Really? She thought. Here you are, starving, halfway to Death’s door, and if it weren’t for me you’d probably be just another sad background skeleton in a dungeon, and you’re choosing now to be picky?
She tried again. No bite.
She let out a frustrated groan. Ye gods above… She put the body back down again and left through the crevice.
Five minutes later she returned, with her pack considerably heavier.
“Ok,” she said. “I did the best that I could, but no complaining about the seafood medley.”
She wasn’t lying. Tuna, lobster, swordfish, salmon… all the leftovers of a particularly vicious skilling session that took several hours and left her with approximately 4903 or so assorted seafood-themed catches in the bank. Ah well. Protein was protein.
She proffered a lobster, which he took with much better grace than the swordfish. Next was a tuna. A second lobster was rejected, the salmon was not. She tried offering another swordfish, experimentally, and to her surprise he accepted it. When she offered him another he refused yet again.
I suppose he wants variety, she thought bemusedly. She dug around in her pack for something non-seafood-y. Ah, rat meat. Not exactly prime steak, but everyone had their low points.
To her surprise, he refused to even touch it. We have a gourmet on our hands, she thought dourly, as she switched the rodent for a tuna.
As he finished it the man groaned again, and opened his eyes. Green met brown, the latter being considerably more unfocused.
“Can you hear me?” she asked. The man gritted his teeth.
Images of spinal injuries flashed through her head. The dragon platelegs she was wearing probably didn’t make for the best headrest, either.
“Don’t move,” she said. “You’ll be ok. It’s gonna be ok.”
The man’s eyes flickered, and they rested on her, bleary, searching.

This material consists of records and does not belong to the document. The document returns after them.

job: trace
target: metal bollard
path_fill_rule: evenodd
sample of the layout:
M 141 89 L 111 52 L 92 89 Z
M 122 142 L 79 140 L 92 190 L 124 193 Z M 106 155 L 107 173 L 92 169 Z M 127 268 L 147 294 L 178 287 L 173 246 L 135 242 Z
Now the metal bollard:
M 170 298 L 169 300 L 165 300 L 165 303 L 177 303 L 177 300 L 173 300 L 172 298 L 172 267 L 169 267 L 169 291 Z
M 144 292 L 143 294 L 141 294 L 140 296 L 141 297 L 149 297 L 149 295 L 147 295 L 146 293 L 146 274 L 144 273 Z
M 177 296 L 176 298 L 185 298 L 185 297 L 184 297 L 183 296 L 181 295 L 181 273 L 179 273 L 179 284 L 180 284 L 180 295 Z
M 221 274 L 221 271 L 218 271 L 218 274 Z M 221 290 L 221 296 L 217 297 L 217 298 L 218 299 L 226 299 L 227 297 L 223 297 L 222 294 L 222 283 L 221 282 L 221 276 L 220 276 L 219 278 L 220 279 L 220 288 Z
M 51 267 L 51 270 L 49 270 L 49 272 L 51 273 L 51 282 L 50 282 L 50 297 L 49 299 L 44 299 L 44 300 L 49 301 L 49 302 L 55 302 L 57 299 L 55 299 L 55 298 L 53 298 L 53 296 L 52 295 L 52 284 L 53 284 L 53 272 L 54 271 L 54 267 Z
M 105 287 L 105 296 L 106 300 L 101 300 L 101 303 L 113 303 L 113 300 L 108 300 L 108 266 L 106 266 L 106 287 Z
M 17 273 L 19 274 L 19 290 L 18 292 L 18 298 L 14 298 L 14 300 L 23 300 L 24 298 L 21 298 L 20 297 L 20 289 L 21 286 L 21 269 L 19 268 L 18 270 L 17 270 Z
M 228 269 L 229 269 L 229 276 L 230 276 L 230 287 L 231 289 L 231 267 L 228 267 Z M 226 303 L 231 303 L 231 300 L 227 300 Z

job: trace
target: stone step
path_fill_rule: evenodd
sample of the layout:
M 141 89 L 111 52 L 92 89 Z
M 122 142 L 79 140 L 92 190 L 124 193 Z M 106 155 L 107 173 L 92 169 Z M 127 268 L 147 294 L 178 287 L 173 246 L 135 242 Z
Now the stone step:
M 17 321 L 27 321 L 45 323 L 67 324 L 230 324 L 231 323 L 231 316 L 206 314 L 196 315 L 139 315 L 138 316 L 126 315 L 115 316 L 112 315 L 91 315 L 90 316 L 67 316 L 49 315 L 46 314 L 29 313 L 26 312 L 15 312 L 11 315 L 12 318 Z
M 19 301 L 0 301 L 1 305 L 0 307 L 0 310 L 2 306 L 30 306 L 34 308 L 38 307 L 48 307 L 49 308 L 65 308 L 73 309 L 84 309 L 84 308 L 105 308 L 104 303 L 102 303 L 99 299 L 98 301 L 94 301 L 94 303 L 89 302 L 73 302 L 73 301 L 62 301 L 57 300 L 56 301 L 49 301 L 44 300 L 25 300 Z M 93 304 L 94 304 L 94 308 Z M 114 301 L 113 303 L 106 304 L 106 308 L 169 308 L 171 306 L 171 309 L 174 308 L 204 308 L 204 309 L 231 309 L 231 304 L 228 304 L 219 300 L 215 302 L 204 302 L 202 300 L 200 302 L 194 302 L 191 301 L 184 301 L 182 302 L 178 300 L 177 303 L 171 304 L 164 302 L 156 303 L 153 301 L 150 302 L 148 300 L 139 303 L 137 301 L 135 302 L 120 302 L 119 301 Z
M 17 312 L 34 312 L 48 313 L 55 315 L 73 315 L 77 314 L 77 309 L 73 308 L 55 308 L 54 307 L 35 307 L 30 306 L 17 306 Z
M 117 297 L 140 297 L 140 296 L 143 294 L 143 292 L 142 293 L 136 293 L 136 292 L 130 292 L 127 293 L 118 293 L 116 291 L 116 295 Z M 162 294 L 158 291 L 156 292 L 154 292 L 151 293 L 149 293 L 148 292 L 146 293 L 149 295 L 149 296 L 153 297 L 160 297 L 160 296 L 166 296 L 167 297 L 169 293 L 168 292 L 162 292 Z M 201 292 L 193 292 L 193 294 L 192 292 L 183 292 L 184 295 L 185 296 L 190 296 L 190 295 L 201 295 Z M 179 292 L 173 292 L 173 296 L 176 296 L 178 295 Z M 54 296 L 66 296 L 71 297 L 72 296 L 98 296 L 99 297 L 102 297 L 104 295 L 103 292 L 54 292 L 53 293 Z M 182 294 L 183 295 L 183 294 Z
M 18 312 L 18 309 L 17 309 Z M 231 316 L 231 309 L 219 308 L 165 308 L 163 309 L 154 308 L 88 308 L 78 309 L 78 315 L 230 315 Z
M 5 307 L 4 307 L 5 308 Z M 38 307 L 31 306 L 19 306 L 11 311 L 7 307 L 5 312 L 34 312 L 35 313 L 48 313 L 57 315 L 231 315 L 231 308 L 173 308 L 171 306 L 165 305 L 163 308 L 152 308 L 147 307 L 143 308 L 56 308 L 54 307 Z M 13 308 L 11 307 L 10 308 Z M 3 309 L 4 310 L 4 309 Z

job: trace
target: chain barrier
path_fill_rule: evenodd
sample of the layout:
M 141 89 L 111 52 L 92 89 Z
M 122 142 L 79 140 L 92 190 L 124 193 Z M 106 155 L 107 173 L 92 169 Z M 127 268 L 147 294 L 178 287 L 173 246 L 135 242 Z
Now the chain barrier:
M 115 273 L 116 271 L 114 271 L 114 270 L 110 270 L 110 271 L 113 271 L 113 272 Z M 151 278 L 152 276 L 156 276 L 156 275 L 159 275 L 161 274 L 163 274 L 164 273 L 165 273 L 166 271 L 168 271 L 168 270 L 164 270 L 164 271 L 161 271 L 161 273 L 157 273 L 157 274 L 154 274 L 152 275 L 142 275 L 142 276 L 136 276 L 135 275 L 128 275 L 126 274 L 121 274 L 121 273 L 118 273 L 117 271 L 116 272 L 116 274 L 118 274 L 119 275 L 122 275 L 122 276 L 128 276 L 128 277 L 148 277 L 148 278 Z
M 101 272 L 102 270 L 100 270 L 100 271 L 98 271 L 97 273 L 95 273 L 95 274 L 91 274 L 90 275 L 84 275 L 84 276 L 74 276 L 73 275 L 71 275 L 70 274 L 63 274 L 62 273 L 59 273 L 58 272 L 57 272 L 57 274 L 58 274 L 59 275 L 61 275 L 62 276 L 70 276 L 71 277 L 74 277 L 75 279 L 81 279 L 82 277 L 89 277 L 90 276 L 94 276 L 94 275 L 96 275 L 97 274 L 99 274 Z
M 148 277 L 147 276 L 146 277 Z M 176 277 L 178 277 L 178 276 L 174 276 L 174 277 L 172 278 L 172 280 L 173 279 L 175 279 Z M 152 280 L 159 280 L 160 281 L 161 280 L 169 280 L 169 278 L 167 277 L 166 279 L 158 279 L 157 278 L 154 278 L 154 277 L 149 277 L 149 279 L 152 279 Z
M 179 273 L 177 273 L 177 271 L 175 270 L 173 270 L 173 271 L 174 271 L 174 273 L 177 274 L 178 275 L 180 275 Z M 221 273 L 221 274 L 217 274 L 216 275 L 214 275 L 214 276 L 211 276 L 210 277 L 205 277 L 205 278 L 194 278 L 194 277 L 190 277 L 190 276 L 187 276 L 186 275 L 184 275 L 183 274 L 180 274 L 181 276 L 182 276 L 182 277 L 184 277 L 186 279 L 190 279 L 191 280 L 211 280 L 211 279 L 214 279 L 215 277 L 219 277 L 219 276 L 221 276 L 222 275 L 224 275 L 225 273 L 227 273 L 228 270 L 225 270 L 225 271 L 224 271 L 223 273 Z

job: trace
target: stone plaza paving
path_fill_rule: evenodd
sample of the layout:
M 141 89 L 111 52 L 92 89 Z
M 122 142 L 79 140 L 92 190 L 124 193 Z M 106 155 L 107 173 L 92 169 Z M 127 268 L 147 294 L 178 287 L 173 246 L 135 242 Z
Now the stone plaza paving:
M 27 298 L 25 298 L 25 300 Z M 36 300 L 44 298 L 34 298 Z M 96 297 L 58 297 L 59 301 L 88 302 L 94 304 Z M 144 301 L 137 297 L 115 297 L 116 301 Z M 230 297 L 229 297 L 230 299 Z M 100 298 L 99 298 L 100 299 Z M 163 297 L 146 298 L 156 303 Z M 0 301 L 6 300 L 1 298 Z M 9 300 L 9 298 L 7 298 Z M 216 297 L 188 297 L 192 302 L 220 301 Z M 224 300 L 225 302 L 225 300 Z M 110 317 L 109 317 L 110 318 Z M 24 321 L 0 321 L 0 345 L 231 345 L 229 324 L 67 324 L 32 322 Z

She went through another half a dozen assorted fishes before he had the strength to speak again, the colour slowly returned to his face.
“Will things turn out alright?” he muttered, as he deliriously nibbled on a trout. It struck her as odd, him asking that: He didn’t ask who she was, or where he was, or what had happened; just a request for reassurance. Will it be ok?
“Of course,” she said. Absolutely. I can certainly drag your half-conscious body out of a little crack in the wall, past a bunch of angry troll-things lurking up above, and maybe get you a third of the way to the bank before you kick it.
The man seemed to take this to heart, and he sighed. “I hope so.”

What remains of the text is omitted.